Code is stored in the code
directory.
The visualize
subdirectory in the code directory contains the code used to make plots and tables. They are all Quarto Markdown files, but contain entirely R code.
The core
subdirectory contains useful utilities for common objects and tasks, including the representation of Bayes nets and utilities for getting probabilities out of transformers.
The evaluate
subdirectory contains files that compute estimated or true probabilities, as well as mutual information between Bayes nets.
The finetune
subdirectory contains the script which trains a language model on a given dataset.
The make_train_data
subdirectory contains code that randomly generates the Bayes nets, selects pairs to hold out from the training set, and generates the training set.
The scaffold
subdirectory contains code that computes both true scaffolds and negative scaffolds for scaffolded generation.
The train
subdirectory contains code that trains the tokenizer and defines the base language model with random weights that all other models are trained from.
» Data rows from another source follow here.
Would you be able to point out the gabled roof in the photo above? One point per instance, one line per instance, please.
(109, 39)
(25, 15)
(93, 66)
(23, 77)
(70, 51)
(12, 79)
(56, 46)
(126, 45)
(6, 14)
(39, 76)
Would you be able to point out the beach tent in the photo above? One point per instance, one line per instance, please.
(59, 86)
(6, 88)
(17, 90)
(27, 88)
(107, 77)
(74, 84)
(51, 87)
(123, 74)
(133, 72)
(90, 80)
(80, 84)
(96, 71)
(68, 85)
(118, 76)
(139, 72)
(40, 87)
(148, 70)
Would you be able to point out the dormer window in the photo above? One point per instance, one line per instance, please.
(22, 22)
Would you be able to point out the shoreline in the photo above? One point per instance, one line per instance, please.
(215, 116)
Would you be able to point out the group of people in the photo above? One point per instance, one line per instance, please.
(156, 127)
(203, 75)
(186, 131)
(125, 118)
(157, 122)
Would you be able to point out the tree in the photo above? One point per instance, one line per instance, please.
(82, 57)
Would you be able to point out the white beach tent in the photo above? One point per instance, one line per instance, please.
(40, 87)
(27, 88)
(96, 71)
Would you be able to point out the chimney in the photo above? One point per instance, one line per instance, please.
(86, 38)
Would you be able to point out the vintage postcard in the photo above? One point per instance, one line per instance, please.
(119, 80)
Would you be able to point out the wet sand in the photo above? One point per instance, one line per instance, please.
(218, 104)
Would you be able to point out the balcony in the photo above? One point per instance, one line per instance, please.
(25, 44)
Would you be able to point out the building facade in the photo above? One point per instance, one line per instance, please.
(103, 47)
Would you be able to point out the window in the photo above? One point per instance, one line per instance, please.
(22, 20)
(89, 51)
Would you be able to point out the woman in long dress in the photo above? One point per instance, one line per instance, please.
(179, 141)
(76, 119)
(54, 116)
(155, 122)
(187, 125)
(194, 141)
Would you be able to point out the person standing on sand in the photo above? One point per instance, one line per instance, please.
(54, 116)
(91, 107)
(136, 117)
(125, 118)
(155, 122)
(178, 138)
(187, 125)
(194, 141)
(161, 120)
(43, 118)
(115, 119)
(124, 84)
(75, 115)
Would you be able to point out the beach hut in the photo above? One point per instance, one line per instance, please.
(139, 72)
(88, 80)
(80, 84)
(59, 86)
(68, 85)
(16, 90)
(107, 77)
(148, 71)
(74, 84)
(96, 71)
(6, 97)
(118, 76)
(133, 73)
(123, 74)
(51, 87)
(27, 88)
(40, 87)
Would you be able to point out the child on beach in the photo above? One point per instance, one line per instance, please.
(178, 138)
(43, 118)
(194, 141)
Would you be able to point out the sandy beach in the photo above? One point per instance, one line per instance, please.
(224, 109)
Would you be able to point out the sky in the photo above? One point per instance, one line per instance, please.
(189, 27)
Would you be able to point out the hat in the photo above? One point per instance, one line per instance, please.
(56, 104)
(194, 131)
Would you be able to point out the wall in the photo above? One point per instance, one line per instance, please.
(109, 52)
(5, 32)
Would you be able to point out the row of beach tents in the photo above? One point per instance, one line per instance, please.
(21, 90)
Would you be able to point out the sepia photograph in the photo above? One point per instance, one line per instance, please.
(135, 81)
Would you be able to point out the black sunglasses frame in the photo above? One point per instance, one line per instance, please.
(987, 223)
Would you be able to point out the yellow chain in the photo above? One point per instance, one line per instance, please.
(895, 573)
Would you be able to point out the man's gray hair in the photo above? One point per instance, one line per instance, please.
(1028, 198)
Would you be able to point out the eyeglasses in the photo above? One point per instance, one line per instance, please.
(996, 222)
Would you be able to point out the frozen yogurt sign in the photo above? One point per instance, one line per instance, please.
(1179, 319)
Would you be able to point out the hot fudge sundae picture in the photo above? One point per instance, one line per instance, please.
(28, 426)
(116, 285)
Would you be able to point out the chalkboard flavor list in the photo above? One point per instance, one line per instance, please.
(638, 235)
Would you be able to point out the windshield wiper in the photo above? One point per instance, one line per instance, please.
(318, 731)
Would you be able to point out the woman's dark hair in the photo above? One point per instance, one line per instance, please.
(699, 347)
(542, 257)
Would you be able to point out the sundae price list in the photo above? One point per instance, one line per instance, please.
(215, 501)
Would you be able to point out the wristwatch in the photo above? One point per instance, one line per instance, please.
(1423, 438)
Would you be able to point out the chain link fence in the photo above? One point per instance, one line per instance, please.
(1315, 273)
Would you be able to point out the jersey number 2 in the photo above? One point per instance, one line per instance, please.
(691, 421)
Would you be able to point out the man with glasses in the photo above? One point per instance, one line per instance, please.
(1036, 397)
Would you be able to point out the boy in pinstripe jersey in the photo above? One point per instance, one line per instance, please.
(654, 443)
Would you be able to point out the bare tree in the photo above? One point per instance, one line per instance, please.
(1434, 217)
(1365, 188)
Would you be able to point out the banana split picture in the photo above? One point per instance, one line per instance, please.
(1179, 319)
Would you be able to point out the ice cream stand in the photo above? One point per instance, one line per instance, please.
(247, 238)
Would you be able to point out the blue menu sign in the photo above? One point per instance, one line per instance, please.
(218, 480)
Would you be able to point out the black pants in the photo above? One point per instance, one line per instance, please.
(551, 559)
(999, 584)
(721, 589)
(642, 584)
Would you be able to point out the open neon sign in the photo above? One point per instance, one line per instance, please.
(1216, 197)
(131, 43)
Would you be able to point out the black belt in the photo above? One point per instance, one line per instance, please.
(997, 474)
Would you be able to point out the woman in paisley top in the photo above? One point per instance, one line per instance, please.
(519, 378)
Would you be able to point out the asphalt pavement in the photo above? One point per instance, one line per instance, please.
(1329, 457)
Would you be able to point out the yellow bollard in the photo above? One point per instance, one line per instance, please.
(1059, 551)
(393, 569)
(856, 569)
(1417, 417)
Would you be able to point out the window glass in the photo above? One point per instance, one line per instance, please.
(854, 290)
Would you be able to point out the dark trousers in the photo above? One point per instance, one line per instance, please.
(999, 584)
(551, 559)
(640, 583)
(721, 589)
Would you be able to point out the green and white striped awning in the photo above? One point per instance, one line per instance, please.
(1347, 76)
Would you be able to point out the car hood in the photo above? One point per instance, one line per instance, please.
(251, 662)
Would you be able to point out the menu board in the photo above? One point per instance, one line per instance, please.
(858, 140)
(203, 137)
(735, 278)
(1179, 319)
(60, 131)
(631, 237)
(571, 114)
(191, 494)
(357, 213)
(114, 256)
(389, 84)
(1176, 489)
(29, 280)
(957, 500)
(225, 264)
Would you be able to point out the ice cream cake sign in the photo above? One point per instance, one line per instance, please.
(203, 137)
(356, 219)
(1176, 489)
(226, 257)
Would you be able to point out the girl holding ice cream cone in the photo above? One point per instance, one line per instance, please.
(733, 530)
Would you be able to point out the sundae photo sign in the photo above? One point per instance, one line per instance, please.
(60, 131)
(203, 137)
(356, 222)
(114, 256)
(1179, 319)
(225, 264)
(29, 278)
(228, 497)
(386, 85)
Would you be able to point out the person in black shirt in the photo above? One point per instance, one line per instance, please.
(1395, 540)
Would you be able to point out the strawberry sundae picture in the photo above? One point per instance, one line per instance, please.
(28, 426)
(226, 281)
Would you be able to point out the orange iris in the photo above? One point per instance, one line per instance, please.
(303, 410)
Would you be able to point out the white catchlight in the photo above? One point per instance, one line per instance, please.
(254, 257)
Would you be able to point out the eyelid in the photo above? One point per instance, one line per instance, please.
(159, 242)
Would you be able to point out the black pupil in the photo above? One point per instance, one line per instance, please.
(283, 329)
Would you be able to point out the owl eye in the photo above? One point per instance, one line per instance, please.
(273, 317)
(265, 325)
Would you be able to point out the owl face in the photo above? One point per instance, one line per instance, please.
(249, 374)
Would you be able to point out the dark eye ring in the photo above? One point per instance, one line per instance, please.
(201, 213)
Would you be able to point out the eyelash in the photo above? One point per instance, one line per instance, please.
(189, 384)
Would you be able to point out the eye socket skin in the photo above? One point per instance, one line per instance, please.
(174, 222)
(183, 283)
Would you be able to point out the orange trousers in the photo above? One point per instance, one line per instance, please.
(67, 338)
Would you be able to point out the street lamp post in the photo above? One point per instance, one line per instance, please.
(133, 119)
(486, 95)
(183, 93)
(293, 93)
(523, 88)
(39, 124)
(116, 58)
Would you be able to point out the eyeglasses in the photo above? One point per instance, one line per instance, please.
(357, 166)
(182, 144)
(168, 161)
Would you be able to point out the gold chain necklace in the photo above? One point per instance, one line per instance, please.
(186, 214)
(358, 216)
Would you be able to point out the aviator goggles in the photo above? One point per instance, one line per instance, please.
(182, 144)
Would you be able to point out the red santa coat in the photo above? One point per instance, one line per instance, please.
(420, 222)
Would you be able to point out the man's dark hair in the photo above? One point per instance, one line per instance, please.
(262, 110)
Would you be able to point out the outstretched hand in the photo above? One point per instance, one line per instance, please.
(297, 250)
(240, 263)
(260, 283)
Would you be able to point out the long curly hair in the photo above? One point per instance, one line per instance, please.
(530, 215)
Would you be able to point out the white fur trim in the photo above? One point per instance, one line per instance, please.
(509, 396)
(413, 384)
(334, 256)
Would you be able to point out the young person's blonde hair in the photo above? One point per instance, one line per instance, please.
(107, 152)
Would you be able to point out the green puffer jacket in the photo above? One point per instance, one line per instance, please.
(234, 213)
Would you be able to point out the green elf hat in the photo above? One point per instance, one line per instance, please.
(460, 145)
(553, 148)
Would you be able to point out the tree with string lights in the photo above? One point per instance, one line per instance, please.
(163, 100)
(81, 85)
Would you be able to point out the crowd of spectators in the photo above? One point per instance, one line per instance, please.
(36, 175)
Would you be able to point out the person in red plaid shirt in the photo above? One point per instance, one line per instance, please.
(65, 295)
The names of conditions in the code are not always the same as how they are described in the paper, so we describe the naming in the code here.
fully-observed-held-out
is the fully-observed condition reported in the paper.
fully-observed
is fully-observed with no held-out pairs and is used only in the data efficiency section.
local-joint-exp
is local (geom).
local-joint-zipf
is local (Zipf).
wrong-local-joint-exp
is wrong local (geom).
wrong-local-joint-zipf
is wrong local (zipf).
The names of estimators are self-explanatory, except for that fixed
refers to direct prediction.
We use make
to run most of our data generation, training, and analysis pipelines. Each script sets the parameters that get used in the Makefile and calls make
with the appropriate target. Each script corresponds to a single Bayes net.
The evaluation
subdirectory contains true conditional and marginal probabilities (in true-probs
), data for generating learning curves (in learning-curves
), mutual informations between variable pairs in each Bayes net (in mutual-informations
), and estimated probabilities for different combinations of training condition and estimator.
The scaffolds
subdirectory includes both scaffolds and negative scaffolds for each selected Bayes net.
The tokenizer
subdirectory contains the trained tokenizer.
The training-data
subdirectory contains the training data. Currently, it just contains the selected variable pairs for each Bayes net, along with the mean mutual informations for each set of selected pairs. The samples
subdirectory is empty, but it would have stored the samples that we used as training data for the language models. We could not include all the training data because of the size limit, but training data can be generated using the code.
There is also no bayes_nets
subdirectory in data
because of capacity limits, but Bayes nets can also be generated using our code.